Goal: For each day of the week (Monday through Sunday), find: the average number of stories per day, the specific date with the most stories ever, and the specific date with the fewest stories. Use the full dataset but exclude the most recent date (it may have incomplete data). Your output should have exactly 7 rows.

Approach:

  1. Start with a CTE that counts stories per calendar date. Important: exclude the last date in the table — it may have incomplete data (the table is refreshed periodically, and the final day often has a partial count). Use a subquery: WHERE DATE(posted_at) < (SELECT MAX(DATE(posted_at)) FROM ...)
  2. Add the weekday number (EXTRACT(DAYOFWEEK FROM posted_date)) and name (FORMAT_DATE('%A', posted_date))
  3. Use window functions partitioned by weekday:
    • AVG(stories) OVER (PARTITION BY ...) for the average
    • FIRST_VALUE(posted_date) OVER (PARTITION BY ... ORDER BY stories DESC) for the busiest date
    • FIRST_VALUE(stories) OVER (PARTITION BY ... ORDER BY stories DESC) for that date’s count
    • Same pattern with ORDER BY stories ASC for the quietest date
  4. Collapse to one row per weekday using SELECT DISTINCT

Expected: 7 rows. Weekdays should have higher average story counts than weekends. The busiest and quietest dates should correspond to recognizable events or holidays.

ImportantSave as view
CREATE OR REPLACE VIEW `econ250-2026.student__yourname.week4_5` AS
-- Your query

Exercise 6: Top N per Group

Goal: Find the top 3 stories by score for each week of February 2026.

Think through:

  • Which ranking function should you use — RANK() or ROW_NUMBER()? What happens if two stories tie for 3rd place?
  • What do you partition by to get separate rankings per week?
  • What do you order by within each partition?
  • Window functions are computed after WHERE — how do you keep only the top 3?

After you solve it using a CTE, try rewriting the query with QUALIFY — a BigQuery extension that filters on window function results directly, the same way HAVING filters on GROUP BY results. QUALIFY goes after WHERE/GROUP BY/HAVING, before ORDER BY.

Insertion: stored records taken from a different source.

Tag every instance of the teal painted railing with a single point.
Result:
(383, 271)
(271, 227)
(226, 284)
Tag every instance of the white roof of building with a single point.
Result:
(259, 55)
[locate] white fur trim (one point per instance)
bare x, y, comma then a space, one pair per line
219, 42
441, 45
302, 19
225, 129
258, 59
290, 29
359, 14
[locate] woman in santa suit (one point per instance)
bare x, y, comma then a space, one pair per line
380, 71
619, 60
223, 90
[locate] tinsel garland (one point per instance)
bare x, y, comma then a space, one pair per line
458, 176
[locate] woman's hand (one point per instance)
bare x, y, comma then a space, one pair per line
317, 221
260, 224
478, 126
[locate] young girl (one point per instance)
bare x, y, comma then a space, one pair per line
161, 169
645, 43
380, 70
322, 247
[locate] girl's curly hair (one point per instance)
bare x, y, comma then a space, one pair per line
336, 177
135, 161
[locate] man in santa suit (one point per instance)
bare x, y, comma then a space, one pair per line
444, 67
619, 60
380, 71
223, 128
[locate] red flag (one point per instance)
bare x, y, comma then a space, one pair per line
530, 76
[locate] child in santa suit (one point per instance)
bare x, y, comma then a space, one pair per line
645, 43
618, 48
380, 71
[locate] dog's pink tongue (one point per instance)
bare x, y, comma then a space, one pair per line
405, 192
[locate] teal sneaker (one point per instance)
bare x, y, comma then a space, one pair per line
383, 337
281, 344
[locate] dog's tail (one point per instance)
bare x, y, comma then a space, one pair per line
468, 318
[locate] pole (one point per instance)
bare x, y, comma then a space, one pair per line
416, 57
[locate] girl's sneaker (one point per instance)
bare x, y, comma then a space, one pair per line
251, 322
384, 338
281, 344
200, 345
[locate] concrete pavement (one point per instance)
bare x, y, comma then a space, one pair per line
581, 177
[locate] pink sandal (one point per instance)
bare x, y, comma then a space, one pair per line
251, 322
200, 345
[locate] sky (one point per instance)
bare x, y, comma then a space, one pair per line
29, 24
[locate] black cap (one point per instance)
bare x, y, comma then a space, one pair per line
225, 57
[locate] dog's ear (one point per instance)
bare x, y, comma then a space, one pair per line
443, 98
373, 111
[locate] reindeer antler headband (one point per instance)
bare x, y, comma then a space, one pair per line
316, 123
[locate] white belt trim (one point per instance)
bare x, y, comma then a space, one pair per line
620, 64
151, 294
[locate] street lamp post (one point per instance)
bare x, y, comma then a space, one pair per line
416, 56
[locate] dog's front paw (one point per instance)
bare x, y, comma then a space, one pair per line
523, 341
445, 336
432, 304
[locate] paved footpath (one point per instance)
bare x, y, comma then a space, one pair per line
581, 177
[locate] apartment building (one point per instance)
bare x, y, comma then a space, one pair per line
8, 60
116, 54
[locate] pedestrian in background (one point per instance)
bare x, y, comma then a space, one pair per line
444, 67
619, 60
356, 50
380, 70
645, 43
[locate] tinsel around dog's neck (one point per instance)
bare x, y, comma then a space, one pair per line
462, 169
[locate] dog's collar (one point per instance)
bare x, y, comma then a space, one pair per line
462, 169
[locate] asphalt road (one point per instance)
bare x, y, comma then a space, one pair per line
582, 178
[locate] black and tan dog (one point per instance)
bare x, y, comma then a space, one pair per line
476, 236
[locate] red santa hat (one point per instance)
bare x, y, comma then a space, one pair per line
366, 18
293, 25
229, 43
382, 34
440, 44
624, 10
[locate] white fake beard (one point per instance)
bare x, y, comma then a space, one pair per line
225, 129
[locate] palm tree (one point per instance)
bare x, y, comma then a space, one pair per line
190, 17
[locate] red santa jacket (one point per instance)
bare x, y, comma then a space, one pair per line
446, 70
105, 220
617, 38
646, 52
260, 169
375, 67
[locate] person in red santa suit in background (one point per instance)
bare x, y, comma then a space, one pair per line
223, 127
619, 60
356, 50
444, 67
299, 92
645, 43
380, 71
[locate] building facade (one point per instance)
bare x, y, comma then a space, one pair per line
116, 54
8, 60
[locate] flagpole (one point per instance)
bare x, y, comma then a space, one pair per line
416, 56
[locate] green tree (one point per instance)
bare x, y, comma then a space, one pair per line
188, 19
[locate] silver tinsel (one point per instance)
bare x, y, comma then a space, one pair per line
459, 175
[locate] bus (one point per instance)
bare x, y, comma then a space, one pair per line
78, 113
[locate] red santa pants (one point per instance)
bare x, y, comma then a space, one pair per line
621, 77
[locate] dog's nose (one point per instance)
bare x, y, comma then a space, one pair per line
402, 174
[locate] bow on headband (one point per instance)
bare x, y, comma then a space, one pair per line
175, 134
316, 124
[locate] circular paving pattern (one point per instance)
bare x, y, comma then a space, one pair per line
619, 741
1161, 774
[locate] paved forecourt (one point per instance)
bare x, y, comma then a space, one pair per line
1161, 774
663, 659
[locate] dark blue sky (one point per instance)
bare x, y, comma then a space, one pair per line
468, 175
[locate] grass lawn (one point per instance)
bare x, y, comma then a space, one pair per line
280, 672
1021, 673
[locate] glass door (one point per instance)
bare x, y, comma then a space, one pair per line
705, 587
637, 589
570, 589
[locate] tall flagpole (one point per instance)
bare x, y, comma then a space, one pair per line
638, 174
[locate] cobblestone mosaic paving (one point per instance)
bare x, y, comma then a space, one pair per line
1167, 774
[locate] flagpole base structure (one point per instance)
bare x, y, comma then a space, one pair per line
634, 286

NoteQUALIFY is not standard SQL

QUALIFY works in BigQuery and Snowflake but not in PostgreSQL, MySQL, or most other databases. The CTE approach works everywhere. Know both — use whichever is clearer for the query at hand.

Expected: Roughly 12–15 rows (3 per week, 4–5 weeks in February). You should recognize some of the story titles from recent tech news.

ImportantSave as view
CREATE OR REPLACE VIEW `econ250-2026.student__yourname.week4_6` AS
-- Your query (either approach)

Running Calculations

Going Further (optional)

If you finish early, try one of these — or come up with your own idea and give it a try:

  • Author career stats: For a specific prolific author, list their stories with a running post number (ROW_NUMBER), running average score across their career, and their all-time total. Can you spot when they had a viral hit?
  • Domain leaderboard over time: For the top 10 domains by total score, compute each domain’s monthly rank. Use LAG on the rank to show rank changes month-over-month. Which domains are rising vs falling?
  • Your idea: What other questions could you answer with window functions on this dataset?